The triage runs Claude Haiku 4.5 against a structured rubric. The rubric covers a small set of well-defined failure modes — destructive shell actions against non-temp paths, edits that would clobber unrelated work, calls into Cowork's sealed repos, fixture-replay loops, prompt-injection-shaped tool outputs. Haiku returns a structured `record_triage` call: severity, category, evidence UUIDs, free-text reasoning. When severity ≥ medium, Supervisor persists a flag, posts a macOS notification, and (v0.1.2+) routes the case into one of four intervention types. The hover window in the top-right corner of your screen pulses to show the current session's most recent flag at a glance.

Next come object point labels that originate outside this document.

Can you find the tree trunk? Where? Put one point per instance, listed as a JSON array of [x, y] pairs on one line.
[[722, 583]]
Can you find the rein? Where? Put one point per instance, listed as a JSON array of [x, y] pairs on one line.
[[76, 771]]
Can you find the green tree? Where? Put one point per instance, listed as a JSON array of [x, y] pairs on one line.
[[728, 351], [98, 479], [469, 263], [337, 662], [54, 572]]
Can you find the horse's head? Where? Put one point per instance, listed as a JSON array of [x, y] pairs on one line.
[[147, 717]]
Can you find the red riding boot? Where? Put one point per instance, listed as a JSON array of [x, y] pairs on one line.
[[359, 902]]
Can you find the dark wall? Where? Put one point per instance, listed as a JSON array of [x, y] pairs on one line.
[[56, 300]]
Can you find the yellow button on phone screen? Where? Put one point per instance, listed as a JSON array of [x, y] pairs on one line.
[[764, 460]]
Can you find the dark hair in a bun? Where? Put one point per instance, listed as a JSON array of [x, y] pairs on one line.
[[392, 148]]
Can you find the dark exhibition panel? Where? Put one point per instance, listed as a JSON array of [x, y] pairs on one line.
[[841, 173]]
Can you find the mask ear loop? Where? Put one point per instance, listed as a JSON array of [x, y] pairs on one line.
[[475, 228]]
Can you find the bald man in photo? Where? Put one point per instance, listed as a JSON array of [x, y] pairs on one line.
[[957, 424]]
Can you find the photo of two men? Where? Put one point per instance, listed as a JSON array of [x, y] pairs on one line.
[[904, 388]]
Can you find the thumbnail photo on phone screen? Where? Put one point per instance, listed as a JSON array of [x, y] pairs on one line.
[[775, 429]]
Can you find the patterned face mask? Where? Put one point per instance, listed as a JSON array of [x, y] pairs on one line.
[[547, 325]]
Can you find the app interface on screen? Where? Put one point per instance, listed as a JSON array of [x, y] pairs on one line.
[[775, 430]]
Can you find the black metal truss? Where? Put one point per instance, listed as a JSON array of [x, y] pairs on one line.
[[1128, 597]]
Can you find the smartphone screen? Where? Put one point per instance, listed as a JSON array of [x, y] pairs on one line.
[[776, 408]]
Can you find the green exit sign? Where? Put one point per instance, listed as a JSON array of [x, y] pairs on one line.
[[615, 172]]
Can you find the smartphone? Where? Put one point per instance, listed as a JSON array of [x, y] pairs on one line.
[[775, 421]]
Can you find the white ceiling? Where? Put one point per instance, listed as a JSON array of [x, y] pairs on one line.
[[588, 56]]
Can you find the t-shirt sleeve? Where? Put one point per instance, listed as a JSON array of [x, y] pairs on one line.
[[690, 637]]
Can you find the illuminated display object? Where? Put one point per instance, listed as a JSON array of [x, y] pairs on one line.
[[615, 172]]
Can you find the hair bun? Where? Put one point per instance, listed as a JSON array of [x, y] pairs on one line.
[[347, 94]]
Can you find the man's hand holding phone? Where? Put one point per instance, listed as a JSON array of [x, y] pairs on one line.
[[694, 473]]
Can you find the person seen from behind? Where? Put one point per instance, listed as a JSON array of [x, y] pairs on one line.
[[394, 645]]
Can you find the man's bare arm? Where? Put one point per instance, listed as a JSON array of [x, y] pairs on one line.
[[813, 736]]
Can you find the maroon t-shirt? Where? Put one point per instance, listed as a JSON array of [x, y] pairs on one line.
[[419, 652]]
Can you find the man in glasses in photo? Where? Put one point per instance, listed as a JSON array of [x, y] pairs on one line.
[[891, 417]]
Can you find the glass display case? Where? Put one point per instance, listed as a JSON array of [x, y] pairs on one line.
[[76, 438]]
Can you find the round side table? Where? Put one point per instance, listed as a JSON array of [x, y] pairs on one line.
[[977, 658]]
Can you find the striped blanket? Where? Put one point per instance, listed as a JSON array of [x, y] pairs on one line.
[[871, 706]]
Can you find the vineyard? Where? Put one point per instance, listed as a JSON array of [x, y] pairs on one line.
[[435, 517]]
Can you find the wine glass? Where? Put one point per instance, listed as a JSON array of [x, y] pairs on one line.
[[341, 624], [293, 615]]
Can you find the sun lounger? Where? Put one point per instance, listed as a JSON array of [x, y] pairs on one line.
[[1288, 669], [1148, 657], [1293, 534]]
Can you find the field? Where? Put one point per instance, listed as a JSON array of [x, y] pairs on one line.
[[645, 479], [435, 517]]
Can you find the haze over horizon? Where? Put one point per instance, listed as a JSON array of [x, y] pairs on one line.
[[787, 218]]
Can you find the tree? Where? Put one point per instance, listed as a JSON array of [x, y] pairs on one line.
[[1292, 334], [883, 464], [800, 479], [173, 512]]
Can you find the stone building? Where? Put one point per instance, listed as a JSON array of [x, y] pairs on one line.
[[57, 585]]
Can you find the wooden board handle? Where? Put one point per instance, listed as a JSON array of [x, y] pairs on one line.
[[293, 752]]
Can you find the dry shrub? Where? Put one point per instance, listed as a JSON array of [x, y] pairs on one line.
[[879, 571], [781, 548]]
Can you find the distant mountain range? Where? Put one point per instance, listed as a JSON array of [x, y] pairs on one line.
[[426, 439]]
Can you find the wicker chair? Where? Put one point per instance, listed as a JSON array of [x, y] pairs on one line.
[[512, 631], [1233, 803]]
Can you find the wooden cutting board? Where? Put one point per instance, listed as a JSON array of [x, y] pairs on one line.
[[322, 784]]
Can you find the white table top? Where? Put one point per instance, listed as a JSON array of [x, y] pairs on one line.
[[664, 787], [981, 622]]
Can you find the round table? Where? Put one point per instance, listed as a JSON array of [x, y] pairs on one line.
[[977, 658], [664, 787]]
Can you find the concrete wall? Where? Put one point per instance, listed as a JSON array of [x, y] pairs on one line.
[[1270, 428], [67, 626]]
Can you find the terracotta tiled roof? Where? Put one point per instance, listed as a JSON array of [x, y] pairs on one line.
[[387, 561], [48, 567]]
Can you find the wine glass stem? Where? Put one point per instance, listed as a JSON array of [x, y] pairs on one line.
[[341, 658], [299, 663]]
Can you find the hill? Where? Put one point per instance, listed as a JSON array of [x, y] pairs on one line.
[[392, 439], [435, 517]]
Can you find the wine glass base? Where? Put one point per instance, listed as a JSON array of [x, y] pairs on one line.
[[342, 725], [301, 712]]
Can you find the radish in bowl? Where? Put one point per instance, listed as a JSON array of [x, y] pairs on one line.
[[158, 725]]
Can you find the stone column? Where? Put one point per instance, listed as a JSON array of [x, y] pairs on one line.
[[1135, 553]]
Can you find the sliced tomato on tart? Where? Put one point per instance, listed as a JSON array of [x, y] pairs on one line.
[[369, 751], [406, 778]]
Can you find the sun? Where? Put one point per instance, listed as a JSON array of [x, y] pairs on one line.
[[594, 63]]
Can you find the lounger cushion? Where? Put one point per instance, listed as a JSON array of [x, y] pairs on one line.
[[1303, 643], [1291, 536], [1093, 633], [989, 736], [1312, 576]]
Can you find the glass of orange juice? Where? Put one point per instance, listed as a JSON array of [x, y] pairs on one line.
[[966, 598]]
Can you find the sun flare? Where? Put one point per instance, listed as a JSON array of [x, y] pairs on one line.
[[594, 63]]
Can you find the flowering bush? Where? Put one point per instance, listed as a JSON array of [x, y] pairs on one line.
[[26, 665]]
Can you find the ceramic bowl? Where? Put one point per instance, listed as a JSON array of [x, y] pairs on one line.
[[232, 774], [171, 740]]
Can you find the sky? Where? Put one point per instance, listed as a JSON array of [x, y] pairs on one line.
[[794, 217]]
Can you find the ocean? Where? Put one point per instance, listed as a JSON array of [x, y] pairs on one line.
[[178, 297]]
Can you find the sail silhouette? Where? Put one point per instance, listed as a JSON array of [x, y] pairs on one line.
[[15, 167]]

The whole observation+triage path is built to keep cost predictable — every Claude API call goes through a redaction layer first (Anthropic keys, GitHub tokens, AWS pairs, JWTs, URL credentials, shell exports), and Haiku's per-flag cost is bounded by a rolling-window prompt cap. Token use is logged to a local SQLite store so you can see your spend per session, per day, per category. The trace log at `~/Library/Logs/Supervisor/supervisor.log` records every state transition for diagnosability.

## Known limitations

These are real and shipped as-is. The roadmap section pairs each with the version that closes the gap.

**Post-write timing limit.** Supervisor catches the next destructive action before it lands. For fast tools that complete before triage returns, the flag arrives after the action has already executed; you'll see the notification but the action will already be done. v0.2's hook channel will close this gap by integrating with Claude Code's tool-use hooks directly.

**Main-app liveness detection.** Main-app death is detected via a 30-second heartbeat freshness window. If the main app dies via SIGTERM (rather than a clean Quit from the menu bar), the heartbeat child orphans and detection fails until v0.1.1's mach-port liveness check lands.

**Bring your own Anthropic API key.** Supervisor has no server component and no usage-based revenue model — every triage call goes straight from your Mac to `api.anthropic.com` with your key. At my actual usage (~6 hours of Claude Code per day, mixed exploration and build), Haiku triage runs ~$80/month. Cost grows linearly with session activity; the in-app cost view shows your real spend. You can also set a hard daily cap that pauses triage when hit.

**Unsigned for v0.1 MVP.** No Apple Developer ID, no notarization. macOS Gatekeeper will warn on first launch — right-click → Open through the "unidentified developer" warning. v0.1.x adds Apple Developer ID signing once the harness has dogfood miles. Until then, macOS may also invalidate the Accessibility grant after OS updates; Supervisor catches that and prompts a re-grant.

## Roadmap

**Intervention surface.** Four types, ordered by escalation:

| Type | Version | What it does |
|---------|---------|--------------------------------------------------------------------|
| notify | v0.1.0 | macOS banner notification when the rubric flags an action. **Shipping.** |
| inject | v0.1.2 | Send corrective text into the terminal where Claude Code is running. |
| pause | v0.1.2 | Send `SIGSTOP` to the Claude Code process so it freezes in place. |
| kill | v0.1.2 | Send `SIGTERM` to the Claude Code process so it shuts down cleanly. |

**Other near-term work:**

- **v0.1.1** — mach-port liveness check that catches main-app SIGTERM-orphan within ~1s instead of relying on a 30s heartbeat window. Sonnet 4.6 escalation for ambiguous Haiku decisions.
- **v0.1.2** — the three non-notify interventions above.
- **v0.1.3** — Apple Developer ID signing + notarization.
- **v0.1.4** — user-editable rubric (`~/Library/Application Support/Supervisor/rubric.yaml`).
- **v0.1.7+** — expanded hover panel with click-through flag history, in-app cost dashboard, per-session intervention preferences.
- **v0.2** — direct integration with Claude Code's tool-use hook channel, closing the post-write timing gap above.

## Installation

Supervisor builds from source on macOS 13+. The build script asks for nothing beyond what Xcode Command Line Tools provide (the first `swift build` will auto-prompt to install CLT if you've never opened Xcode).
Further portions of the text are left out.